Arturo Chávez Chávez (born September 4, 1960) is a Mexican prosecutor who served as Attorney General of Mexico in the cabinet of President Felipe Calderón from 24 September 2009 until 31 March 2011. He previously served as Attorney General of Chihuahua during the governorship of Francisco Barrio.
He has also worked as chief advisor to former Senator Diego Fernández de Cevallos, as Undersecretary of Legal Affairs and Human Rights at the Secretariat of the Interior and as former envoy of the secretariat during the 2006 Oaxaca protests.

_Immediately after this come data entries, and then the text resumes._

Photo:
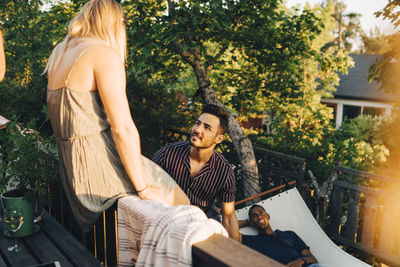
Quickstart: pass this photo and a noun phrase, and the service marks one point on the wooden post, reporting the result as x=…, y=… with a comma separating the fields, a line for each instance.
x=222, y=251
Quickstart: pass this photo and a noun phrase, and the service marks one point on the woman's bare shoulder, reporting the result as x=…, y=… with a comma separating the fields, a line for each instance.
x=101, y=51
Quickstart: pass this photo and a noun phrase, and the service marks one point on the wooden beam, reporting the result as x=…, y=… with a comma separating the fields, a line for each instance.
x=265, y=192
x=222, y=251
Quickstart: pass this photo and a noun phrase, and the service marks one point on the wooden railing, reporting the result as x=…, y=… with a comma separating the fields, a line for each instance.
x=222, y=251
x=365, y=214
x=277, y=170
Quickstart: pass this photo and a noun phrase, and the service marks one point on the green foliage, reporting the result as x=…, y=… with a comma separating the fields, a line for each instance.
x=387, y=68
x=375, y=42
x=26, y=159
x=362, y=143
x=30, y=34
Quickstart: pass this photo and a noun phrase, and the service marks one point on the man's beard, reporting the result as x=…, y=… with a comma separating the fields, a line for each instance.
x=198, y=146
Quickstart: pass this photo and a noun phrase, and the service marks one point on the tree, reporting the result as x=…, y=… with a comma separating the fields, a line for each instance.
x=347, y=26
x=30, y=33
x=302, y=124
x=387, y=69
x=375, y=42
x=211, y=36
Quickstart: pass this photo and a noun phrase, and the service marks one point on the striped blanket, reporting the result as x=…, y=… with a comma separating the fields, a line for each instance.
x=150, y=233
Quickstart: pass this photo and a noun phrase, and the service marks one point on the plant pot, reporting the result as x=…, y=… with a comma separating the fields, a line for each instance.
x=14, y=199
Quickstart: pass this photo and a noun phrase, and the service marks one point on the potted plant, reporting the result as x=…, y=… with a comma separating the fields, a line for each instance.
x=25, y=170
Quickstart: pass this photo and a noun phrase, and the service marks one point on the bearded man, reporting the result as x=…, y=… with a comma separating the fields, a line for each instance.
x=201, y=172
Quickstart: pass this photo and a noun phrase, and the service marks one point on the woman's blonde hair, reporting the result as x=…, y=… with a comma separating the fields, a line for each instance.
x=101, y=19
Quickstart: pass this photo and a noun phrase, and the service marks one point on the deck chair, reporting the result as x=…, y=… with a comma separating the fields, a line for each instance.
x=289, y=212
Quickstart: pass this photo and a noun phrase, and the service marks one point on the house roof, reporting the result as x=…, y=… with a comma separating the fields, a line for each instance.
x=355, y=85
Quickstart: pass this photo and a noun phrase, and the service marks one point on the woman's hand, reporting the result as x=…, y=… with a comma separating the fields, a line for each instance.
x=151, y=192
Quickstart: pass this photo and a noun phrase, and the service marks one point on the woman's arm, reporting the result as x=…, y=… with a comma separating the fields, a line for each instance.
x=2, y=58
x=109, y=73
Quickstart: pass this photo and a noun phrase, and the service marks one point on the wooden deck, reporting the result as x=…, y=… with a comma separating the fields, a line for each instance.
x=51, y=243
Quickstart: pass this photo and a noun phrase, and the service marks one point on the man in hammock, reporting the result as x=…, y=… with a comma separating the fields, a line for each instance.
x=201, y=172
x=285, y=247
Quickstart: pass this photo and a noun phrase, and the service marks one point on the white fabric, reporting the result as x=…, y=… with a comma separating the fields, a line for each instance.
x=289, y=212
x=150, y=233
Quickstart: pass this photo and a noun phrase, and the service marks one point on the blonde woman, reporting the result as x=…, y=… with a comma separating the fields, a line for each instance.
x=98, y=142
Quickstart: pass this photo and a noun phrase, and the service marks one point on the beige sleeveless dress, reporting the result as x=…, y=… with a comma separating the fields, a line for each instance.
x=91, y=170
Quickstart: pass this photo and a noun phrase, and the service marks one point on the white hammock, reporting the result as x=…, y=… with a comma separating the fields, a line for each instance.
x=289, y=212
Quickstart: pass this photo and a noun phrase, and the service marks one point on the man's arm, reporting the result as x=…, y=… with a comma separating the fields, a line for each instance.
x=306, y=258
x=229, y=220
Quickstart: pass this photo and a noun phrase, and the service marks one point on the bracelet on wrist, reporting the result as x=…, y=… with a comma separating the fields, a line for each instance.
x=138, y=191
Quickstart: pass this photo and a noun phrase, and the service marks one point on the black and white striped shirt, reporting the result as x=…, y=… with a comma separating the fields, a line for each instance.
x=216, y=178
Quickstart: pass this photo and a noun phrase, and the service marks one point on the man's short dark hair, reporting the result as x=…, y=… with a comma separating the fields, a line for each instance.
x=220, y=113
x=253, y=207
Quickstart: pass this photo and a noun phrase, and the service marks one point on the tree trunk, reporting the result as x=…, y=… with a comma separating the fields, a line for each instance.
x=242, y=143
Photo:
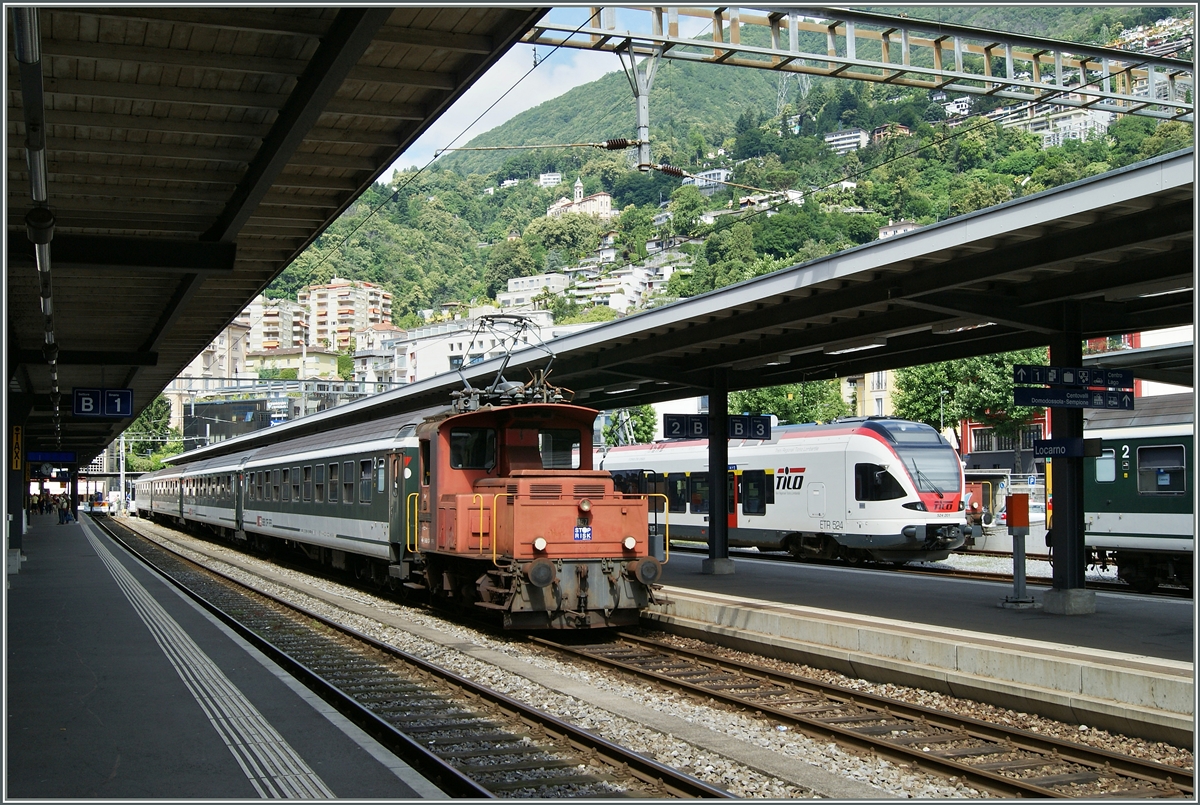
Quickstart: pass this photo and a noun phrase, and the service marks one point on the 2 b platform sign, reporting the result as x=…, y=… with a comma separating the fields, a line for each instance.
x=695, y=426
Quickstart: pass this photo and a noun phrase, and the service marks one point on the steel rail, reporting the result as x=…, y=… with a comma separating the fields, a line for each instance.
x=655, y=775
x=1175, y=781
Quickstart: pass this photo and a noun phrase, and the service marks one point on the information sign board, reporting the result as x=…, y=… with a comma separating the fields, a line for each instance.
x=1072, y=376
x=1066, y=448
x=1072, y=398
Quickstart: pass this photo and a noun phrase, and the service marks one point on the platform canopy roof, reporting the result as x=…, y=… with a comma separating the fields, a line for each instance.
x=191, y=154
x=1101, y=257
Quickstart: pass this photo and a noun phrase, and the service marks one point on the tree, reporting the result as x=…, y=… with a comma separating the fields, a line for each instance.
x=816, y=401
x=150, y=431
x=573, y=234
x=979, y=389
x=687, y=204
x=925, y=394
x=641, y=424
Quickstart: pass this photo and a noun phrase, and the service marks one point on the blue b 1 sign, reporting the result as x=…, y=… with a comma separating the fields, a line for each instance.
x=117, y=403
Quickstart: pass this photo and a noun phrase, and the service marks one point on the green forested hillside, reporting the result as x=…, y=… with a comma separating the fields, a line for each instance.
x=451, y=233
x=1091, y=24
x=684, y=97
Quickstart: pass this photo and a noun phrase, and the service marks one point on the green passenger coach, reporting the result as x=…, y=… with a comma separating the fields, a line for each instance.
x=1139, y=493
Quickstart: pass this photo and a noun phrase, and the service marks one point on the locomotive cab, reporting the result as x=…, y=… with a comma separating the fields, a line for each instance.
x=513, y=517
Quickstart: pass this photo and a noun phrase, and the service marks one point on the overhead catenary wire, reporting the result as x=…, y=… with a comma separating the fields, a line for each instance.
x=411, y=179
x=616, y=144
x=897, y=157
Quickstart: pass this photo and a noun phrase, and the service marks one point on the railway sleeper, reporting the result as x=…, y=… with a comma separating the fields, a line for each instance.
x=970, y=751
x=1074, y=778
x=490, y=737
x=520, y=766
x=547, y=782
x=495, y=751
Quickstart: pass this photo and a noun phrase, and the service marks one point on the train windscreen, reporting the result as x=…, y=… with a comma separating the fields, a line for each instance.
x=933, y=469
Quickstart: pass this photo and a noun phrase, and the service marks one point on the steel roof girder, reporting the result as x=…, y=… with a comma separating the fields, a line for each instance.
x=347, y=40
x=118, y=253
x=1000, y=308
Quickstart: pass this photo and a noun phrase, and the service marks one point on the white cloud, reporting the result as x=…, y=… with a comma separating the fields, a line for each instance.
x=561, y=71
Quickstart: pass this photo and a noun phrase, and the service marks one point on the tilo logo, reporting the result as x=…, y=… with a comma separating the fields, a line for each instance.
x=789, y=478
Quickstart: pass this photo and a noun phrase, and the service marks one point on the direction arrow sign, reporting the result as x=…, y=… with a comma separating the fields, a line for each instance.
x=1073, y=398
x=1072, y=376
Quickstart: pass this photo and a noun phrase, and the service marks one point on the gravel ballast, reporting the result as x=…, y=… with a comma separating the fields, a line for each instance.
x=751, y=757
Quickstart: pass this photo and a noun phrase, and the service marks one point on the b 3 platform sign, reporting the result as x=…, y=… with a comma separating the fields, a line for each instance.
x=695, y=426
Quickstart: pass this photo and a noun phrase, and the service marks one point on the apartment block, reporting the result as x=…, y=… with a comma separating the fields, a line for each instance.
x=844, y=142
x=339, y=308
x=274, y=324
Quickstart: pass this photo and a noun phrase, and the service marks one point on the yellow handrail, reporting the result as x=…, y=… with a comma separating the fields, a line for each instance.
x=495, y=529
x=480, y=523
x=666, y=526
x=411, y=521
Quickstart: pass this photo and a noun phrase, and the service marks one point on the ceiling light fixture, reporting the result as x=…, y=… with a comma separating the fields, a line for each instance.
x=843, y=347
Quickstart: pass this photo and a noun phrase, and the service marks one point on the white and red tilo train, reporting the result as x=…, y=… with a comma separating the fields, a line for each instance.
x=859, y=488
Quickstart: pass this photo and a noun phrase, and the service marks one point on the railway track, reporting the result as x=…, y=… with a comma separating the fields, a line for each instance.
x=949, y=572
x=467, y=739
x=999, y=760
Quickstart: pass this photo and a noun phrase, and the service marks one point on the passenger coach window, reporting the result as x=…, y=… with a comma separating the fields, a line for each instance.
x=875, y=482
x=365, y=478
x=473, y=448
x=754, y=492
x=699, y=493
x=677, y=493
x=559, y=449
x=1161, y=469
x=627, y=481
x=655, y=484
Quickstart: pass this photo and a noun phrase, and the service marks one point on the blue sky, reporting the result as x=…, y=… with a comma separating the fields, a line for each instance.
x=561, y=71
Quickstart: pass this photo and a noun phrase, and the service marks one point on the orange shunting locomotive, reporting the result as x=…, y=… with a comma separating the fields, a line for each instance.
x=511, y=516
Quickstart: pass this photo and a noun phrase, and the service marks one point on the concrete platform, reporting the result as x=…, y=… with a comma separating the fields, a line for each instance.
x=121, y=688
x=949, y=636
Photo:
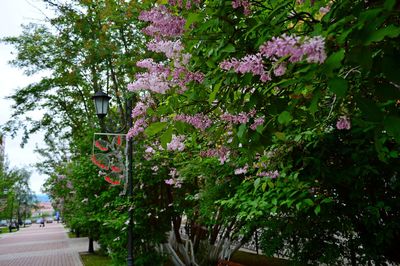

His nomination to the post of Attorney General by President Felipe Calderón on 7 September 2009 was received with harsh criticism from some human rights activists and relatives of the victims of the female homicides in Ciudad Juárez, Chihuahua, who, according to William Booth of the Washington Post, claim he did little during his years as Attorney General of the state to solve the killings of hundreds of women in the 1990s.
Chávez was required by law to testify before the Senate before assuming office. According to Ken Ellingwood of the Los Angeles Times, his party held a numerical advantage in the 128-seat legislative chamber but lacked a clear majority, so it needed to reach for votes across the aisle. During the session, Chávez expressed his opposition to the death penalty, though the Ecologist Green Party had strongly campaigned for its implementation—and cannabis legalization, which the Senate as a whole had recently voted to decriminalize in small amounts for personal use. In the end, his nomination was confirmed with 75 votes in favor, 26 against (mostly from the political left), and one abstention. However, his appointment was criticised by the United States in a leaked diplomatic cable as "unexpected and inexplicable".
Chávez resigned on 31 March 2011 after 18 months as Attorney General, citing personal reasons, three weeks after the U.S. cable was made public. President Calderón described Chávez's work in office as having "been fundamental to ... efforts to establish rule of law", and said Chávez was the reason many cartel leaders had now faced justice. Calderón has appointed Marisela Morales, head of the organized crime department in the Office of the General Prosecutor, as Chávez's successor.